Ancora adesso, ora che sono tornata a casa, ti immagino nella sua stanzetta, a scacciare la morte, via via, via di qua, pussa via, chiedendo indietro una vita che nessuno potrà mai più ridarti.

Vuoi alzarti, forse stai tentando anche in questo momento preciso. Tiri fuori la tua zampetta da uccellino, la lasci scivolare via dalle lenzuola e poi ci fissi, ci fissi con quegli occhi da animale ferito e provi ad alzarti.

Non ci sono più le nostre mani ad alzarti. Non possono. Ma ci sono tante braccia invisibili pronte a sollevarti verso mondi sconosciuti e pieni d’amore. Lo so, lo sento.

Eppure il richiamo delle ossa e della carne è troppo forte, trattenuto da quella volontà sorda al fisico che sta scricchiolando, impassibile davanti al lamento di membra stanche percorse dal tempo.  

Ma il tempo non è una linea retta. Il tempo è circolare, ricordi? Ne abbiamo parlato tante volte, insieme, in quei pomeriggi in cui ti venivo a trovare e tu cominciavi a raccontare dell’uomo e dell’universo, della religione e della scienza. Accidenti, non riuscivo a tenere testa alla furia dei tuoi guizzi mentali, frutto di un’intelligenza mercuriale che la vecchiaia non è mai riuscita a corrompere.

E ci sono infinite partenze, e infiniti ritorni.

Dicevi di credere in Dio, anche se questo Dio era un po’ bizzarro, e forse talvolta anche antipatico. Ma, perbacco, che genio di un Dio, questa Intelligenza capace di creare cose così belle e immense e misteriose. Lo dicevi sempre.

Eppure adesso non riesci a fare la Sua volontà. Non riesci a mettere da parte la tua. E non sei solo, sai? Non ci riesce nessuno. Ma non ho mai visto uomo, sulla terra, dotato di una forza vitale come la tua.

Vedi, anche adesso, anche nel traguardo della tua esistenza (traguardo che procrastini senza spezzarti, ma come fai? come fai?), quel "quid", non saprei come chiamarlo, che sta lì dentro, da qualche parte, rannicchiato fra il corpo e la mente, continua ad animarti impedendoti l’abbandono.

L’uomo è creatura arcana, lo hai detto spesso anche tu.

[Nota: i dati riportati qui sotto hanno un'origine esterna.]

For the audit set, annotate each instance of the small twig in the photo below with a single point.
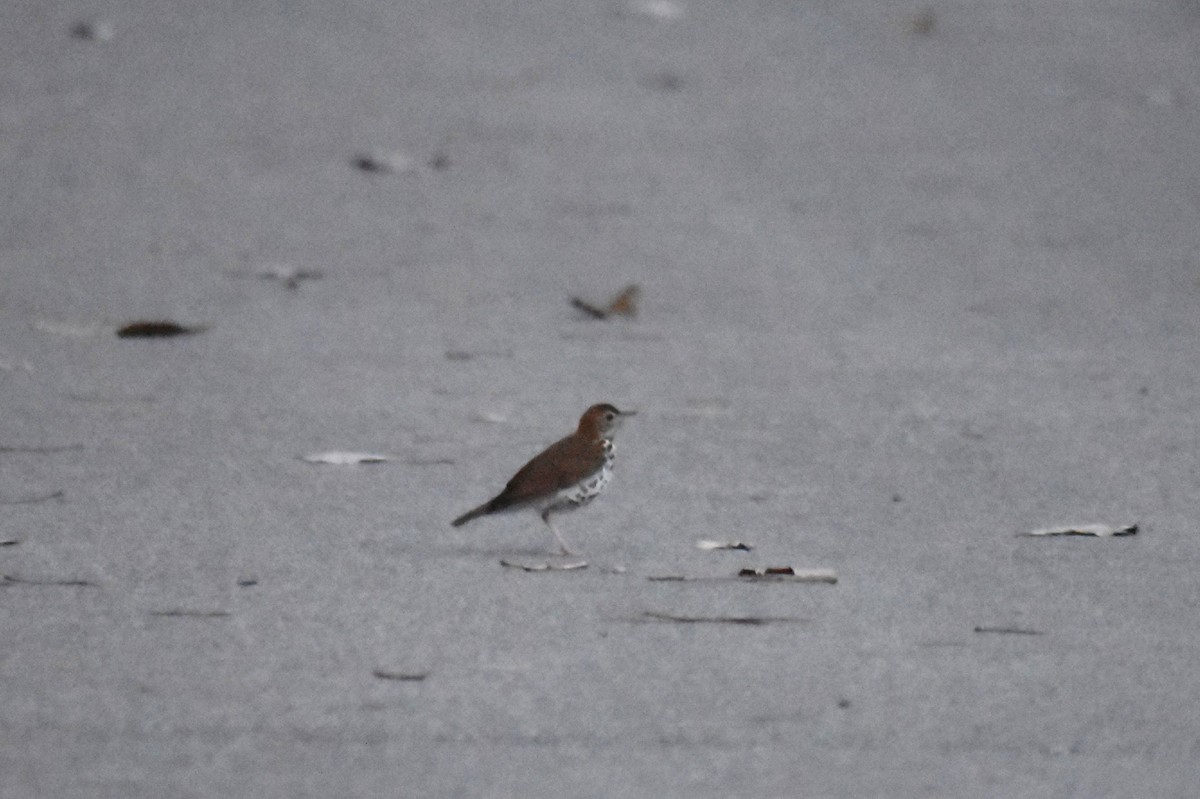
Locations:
(30, 500)
(63, 448)
(402, 677)
(1011, 631)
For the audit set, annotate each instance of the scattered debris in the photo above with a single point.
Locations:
(1011, 631)
(790, 574)
(653, 616)
(570, 565)
(383, 163)
(156, 329)
(1098, 530)
(30, 500)
(667, 82)
(12, 580)
(403, 677)
(703, 544)
(467, 355)
(67, 329)
(779, 574)
(623, 305)
(60, 448)
(923, 23)
(345, 458)
(291, 276)
(94, 30)
(657, 8)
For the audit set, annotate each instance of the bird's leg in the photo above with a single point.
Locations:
(562, 544)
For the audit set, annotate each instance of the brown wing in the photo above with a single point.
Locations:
(558, 467)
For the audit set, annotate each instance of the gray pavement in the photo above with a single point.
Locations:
(916, 278)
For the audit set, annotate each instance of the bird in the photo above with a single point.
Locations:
(565, 475)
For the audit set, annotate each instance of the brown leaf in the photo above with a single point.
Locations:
(155, 329)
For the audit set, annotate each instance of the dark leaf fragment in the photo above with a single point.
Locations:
(1011, 631)
(403, 677)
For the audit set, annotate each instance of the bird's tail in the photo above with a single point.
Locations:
(483, 510)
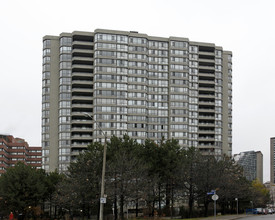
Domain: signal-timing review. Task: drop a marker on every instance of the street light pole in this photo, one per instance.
(102, 197)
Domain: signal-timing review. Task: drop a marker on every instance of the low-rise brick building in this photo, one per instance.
(13, 150)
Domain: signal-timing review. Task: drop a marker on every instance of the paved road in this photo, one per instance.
(242, 217)
(264, 217)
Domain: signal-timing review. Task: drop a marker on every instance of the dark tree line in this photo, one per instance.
(156, 178)
(147, 178)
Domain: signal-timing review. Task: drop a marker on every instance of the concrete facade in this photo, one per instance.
(135, 84)
(272, 160)
(252, 163)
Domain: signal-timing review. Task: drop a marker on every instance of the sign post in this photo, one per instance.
(237, 206)
(215, 197)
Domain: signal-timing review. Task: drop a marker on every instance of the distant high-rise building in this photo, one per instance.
(131, 83)
(272, 160)
(13, 150)
(252, 163)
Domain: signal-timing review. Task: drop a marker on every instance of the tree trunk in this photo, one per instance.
(121, 207)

E io non posso che constatare come l’istinto alla vita in te sia più forte di qualunque morte. Non c’è dolore fisico, nè certezza spirituale, che possa distrarti dall’unica tua vera tensione: la vita. Vivere, vivere a ogni costo.  Contro ogni ictus, contro ogni osso che si sbriciola come un biscotto caldo al mattino, contro la bocca che non riesce più a parlare ma che continua a smozzicare suoni sul mondo.

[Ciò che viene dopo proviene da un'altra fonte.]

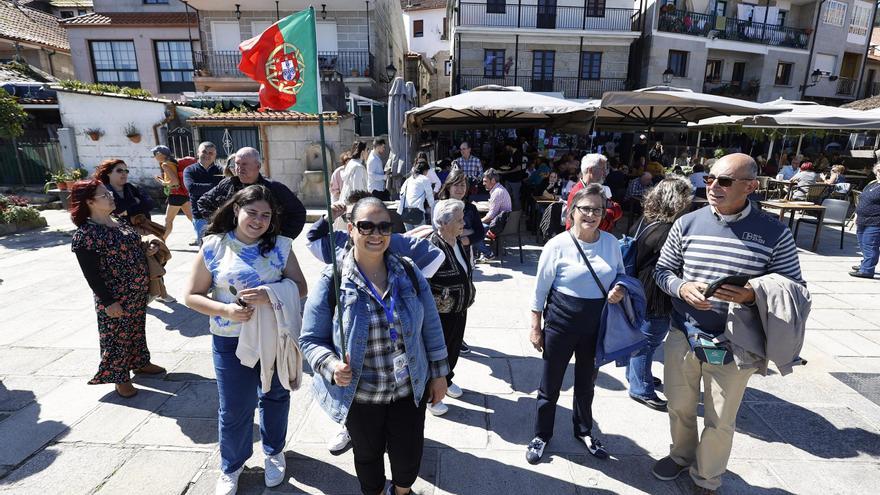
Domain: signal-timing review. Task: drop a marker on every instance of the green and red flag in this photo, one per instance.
(284, 60)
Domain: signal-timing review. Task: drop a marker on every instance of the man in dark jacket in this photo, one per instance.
(247, 172)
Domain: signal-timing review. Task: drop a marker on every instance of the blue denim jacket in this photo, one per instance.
(321, 337)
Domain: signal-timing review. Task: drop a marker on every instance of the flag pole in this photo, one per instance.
(336, 279)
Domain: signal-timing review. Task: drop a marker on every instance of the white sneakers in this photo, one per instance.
(439, 409)
(275, 468)
(227, 484)
(453, 391)
(339, 442)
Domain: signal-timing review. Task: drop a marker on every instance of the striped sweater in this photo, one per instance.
(703, 247)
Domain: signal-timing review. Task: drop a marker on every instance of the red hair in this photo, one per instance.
(80, 193)
(103, 170)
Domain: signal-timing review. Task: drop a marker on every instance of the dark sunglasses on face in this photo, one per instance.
(366, 227)
(586, 210)
(722, 181)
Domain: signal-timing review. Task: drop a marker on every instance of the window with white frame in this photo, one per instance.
(860, 19)
(835, 13)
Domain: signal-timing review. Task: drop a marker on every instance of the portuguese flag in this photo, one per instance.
(284, 60)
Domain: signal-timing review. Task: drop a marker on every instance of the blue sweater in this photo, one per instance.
(703, 247)
(868, 212)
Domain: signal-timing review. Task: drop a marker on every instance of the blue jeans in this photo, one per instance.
(240, 392)
(200, 224)
(638, 371)
(481, 246)
(869, 243)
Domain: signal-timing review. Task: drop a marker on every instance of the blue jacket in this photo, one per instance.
(620, 330)
(321, 336)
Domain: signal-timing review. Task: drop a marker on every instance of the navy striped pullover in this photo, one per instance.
(703, 247)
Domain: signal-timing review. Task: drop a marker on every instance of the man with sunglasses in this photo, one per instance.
(730, 237)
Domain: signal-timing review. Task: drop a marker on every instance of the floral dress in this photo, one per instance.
(118, 274)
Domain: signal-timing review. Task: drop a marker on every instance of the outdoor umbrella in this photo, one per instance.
(664, 106)
(500, 107)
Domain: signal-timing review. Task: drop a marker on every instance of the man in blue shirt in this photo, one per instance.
(200, 178)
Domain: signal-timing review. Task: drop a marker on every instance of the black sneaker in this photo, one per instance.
(667, 469)
(535, 450)
(655, 403)
(594, 446)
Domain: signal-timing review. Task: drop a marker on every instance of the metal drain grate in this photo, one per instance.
(866, 384)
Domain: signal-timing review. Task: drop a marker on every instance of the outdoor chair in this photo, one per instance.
(836, 211)
(511, 228)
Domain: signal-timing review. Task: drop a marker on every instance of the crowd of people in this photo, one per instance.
(383, 334)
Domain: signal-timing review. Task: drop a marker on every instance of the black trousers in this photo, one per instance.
(397, 428)
(453, 333)
(571, 328)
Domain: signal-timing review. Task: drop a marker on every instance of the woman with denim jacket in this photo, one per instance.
(394, 358)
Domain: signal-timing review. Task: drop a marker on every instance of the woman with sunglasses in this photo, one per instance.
(379, 354)
(130, 200)
(114, 263)
(568, 296)
(242, 251)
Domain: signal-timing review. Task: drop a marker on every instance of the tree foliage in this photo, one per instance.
(12, 116)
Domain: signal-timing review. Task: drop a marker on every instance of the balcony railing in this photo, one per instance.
(515, 15)
(348, 63)
(846, 86)
(696, 24)
(569, 86)
(746, 90)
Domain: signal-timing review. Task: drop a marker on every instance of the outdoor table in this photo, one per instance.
(793, 206)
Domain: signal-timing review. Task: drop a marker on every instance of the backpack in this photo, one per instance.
(408, 267)
(629, 250)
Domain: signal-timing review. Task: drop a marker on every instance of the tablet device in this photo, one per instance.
(738, 280)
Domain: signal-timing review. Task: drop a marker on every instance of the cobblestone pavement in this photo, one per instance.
(816, 431)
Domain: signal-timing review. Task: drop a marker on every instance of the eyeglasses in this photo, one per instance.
(586, 210)
(366, 227)
(722, 181)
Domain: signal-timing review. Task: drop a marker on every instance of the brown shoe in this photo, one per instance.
(150, 369)
(126, 390)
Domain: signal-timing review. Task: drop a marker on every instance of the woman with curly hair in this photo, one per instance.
(113, 261)
(242, 257)
(668, 200)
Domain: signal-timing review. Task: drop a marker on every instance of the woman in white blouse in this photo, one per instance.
(416, 190)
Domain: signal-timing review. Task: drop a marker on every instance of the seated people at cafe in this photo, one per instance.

E guardo tuo figlio, e lo sento mormorarti parole d’amore.

E vedo le sue carezze su di te, povero passerotto arrabbiato, disperato, con le tue ali spezzate, arruffate, inutili ormai perché non sono quelle, le ali che devi usare adesso. Adesso devi imparare a sguainare le ali vele, quelle delle aquile che guardano il sole.

Devi fendere la vita, trapassarla balzando oltre. Non è facile, lo so. Per te poi è impossibile, caro, vecchio Highlander, reduce da mille battaglie eppure mai stanco di vivere.

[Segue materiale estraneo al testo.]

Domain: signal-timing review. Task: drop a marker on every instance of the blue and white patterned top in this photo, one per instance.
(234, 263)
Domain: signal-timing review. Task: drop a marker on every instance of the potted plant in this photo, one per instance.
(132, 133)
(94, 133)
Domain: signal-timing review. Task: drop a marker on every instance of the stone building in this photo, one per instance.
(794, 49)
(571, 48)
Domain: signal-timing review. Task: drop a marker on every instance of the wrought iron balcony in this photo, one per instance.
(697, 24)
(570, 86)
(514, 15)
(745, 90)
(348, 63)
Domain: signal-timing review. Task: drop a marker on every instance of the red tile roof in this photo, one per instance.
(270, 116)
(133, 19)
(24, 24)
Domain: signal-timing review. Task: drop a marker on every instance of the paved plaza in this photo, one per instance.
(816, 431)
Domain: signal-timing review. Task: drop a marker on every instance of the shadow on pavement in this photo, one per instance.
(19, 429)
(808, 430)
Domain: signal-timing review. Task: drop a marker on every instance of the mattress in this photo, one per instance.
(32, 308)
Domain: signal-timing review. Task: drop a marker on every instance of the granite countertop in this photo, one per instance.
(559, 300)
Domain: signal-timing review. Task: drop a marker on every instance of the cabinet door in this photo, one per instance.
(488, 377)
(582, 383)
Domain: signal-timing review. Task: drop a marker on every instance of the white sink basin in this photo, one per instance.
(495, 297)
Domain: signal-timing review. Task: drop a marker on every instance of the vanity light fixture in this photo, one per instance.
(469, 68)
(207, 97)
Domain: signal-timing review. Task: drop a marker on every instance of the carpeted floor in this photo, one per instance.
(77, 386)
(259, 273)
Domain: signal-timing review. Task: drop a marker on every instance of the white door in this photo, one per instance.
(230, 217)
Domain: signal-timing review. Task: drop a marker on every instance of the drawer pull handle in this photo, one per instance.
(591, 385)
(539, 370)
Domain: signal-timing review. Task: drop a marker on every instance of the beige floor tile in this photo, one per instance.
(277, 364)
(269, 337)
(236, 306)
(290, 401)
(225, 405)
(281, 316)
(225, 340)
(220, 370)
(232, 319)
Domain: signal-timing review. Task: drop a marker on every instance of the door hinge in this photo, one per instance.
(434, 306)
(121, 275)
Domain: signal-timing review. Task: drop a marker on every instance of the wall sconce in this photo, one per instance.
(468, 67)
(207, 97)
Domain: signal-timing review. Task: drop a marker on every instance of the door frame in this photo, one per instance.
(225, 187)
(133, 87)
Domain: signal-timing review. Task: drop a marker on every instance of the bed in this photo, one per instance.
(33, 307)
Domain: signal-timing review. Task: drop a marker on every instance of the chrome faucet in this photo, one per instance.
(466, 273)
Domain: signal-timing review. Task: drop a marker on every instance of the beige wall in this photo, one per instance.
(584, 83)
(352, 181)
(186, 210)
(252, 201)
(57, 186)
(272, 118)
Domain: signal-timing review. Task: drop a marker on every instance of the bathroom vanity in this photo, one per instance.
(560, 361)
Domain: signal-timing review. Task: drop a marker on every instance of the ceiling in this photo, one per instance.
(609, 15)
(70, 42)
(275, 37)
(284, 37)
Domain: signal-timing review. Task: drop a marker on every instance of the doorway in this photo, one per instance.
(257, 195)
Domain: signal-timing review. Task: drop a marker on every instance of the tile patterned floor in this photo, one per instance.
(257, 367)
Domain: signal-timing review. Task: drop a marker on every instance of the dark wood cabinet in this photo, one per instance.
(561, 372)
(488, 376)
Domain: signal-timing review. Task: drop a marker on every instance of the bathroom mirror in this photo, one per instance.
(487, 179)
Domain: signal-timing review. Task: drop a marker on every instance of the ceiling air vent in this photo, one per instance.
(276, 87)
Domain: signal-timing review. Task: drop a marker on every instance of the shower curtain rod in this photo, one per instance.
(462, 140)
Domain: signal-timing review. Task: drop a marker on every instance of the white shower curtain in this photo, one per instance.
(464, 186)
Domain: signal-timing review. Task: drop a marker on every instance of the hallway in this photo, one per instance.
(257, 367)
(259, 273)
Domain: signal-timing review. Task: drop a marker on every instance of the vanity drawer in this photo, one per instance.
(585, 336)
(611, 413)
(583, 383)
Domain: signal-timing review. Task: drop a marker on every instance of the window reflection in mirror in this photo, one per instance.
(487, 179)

Mi fa male la pancia. Mi fa male perché sento la morte accanto a te (ma perfino lei si inchina davanti a tanta tenacia, e aspetta, paziente. Tanto non ha fretta, a differenza nostra, piccole formichine affaccendate sul mondo).

Ti vedo così piccolo. Forse è per questo che i vecchi e i bambini si somigliano tutti. E che entrambi, alla fine, nel loro momento cruciale sono soli.

Ma quanto importano le carezze di tuo figlio. Come le sue parole, che ti accompagnano cercando l’appoggio per un dolce distacco.

Morire non è mai dolce. Ecco, ecco la grande prova, quella a cui dovremmo pensare ogni giorno. Il passaggio.

Non sei pronto, tu. Fa male vederti così. Ma io spero che la tua volontà si faccia piccina piccina. Spero che la tua mano si apra lasciando andare la materia di questo mondo, che stringi così forte in quel pugno tutt’ossa, incapace di distendere le dita.

Lascia andare. Ti prego.

Permetti alla morte di dare compimento alla vita.

Quel bardo è lo "spavento supremo", per tutti noi. Ma la tua anima non avrà paura, se la personalità cederà le armi dell’Io.

E sarai Noi, non più Io.

Sarà un nuovo, segreto vagabondaggio.